Heimkinder wird daher auch zu einer Art Roadmovie, denn in Portugal, im Süden an der Algarve, weit weg von Deutschland, mögen all die Widersprüche leichter vereinbar erscheinen. Die Reise ist eine enorme Herausforderung für alle Beteiligten. In der Nähe des Meers zu sein, hilft. Kompliziert bleibt es trotzdem. Durch die Kamera Arbeit von Gisela Tuchtenhagen wird etwas von dieser Grundhaltung sichtbar. Was wiederum mit care als Methode zu tun haben könnte.
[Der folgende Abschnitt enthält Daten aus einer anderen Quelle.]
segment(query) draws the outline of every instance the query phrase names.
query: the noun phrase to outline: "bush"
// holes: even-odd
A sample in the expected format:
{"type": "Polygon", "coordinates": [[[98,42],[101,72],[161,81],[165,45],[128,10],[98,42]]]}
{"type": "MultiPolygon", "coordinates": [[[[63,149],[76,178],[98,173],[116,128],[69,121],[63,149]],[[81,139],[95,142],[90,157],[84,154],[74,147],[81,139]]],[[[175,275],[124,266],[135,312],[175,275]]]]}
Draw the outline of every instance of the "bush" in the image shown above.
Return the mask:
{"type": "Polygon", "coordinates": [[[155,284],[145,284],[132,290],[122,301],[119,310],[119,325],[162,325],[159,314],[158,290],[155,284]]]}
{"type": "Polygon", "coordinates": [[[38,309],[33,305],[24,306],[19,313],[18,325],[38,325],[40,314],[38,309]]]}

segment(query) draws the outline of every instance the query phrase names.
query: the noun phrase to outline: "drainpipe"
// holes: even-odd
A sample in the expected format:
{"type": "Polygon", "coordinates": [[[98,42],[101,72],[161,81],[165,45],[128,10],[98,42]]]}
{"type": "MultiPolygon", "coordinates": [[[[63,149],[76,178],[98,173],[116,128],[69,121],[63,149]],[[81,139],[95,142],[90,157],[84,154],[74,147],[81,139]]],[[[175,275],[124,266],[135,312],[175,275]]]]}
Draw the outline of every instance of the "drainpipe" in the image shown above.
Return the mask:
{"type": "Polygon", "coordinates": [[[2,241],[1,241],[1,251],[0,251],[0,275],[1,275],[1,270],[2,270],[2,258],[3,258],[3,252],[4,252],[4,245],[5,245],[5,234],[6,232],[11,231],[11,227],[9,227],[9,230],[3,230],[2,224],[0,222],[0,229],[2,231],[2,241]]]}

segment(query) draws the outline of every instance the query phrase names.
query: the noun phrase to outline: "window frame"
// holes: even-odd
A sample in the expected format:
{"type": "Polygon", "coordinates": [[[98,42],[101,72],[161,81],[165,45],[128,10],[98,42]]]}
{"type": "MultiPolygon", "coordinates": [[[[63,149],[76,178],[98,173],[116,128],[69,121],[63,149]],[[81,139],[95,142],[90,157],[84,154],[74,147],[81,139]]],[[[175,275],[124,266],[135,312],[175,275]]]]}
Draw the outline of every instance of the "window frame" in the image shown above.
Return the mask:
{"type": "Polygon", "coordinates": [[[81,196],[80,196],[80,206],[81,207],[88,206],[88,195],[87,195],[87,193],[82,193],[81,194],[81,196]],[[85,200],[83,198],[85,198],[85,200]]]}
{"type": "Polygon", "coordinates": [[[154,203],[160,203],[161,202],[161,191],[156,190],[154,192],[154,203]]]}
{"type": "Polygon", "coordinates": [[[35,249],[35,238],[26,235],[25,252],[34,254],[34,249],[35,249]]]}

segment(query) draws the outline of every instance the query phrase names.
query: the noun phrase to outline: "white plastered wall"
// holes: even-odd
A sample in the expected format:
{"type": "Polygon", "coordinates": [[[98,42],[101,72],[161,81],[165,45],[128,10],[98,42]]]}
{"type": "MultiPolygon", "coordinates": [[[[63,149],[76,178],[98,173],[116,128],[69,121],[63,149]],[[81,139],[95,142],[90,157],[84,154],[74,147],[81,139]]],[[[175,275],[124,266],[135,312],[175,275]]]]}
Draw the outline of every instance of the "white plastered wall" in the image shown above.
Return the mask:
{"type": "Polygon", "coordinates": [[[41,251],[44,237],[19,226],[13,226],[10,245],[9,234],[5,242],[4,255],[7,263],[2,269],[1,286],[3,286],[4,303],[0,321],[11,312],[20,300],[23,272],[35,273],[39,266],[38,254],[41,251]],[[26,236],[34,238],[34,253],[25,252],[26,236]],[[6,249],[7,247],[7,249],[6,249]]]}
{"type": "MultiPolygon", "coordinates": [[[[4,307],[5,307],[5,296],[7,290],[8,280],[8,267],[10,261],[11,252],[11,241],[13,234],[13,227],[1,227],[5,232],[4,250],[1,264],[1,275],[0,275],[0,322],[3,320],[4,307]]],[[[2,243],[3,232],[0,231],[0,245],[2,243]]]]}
Care, als eine durch respektvolle Distanz-Nähe dargestellte Sorge, um und für.  Eine Grundhaltung den Jugendlichen gegenüber, die diese ernst nimmt, und aus dieser Haltung heraus Möglichkeiten entwickelt.
Durch die Kamera von Gisela Tuchtenhagen mag auch deshalb etwas als Möglichkeit sichtbar werden, weil sie viele der Schwierigkeiten der Jugendlichen durch eigene Erfahrung kennt. Als Schulabbrecherin und Ausreißerin, mit mehrjährigem Zwischenstopp in Paris, gelingt ihr, quasi wie durch ein Wunder, in Berlin erst an der Lette Schule für Fotografie und danach an der dffb angenommen zu werden. Bekannt wird sie später als Kamerafrau, in Zusammenarbeit mit Klaus Wildenhahn, bis sie davon genug hat und eine Ausbildung als Krankenschwester anfängt. “Meine Patienten waren froh, weil ich mir Zeit für sie genommen habe.” Erzählt sie Emilia Smechowski im Interview für die taz. Aber auch, “nach fünf Jahren Krankenhaus ist man verbraucht.” Sie geht zurück und macht weiter als Kamerafrau, Filmemacherin, Dozentin.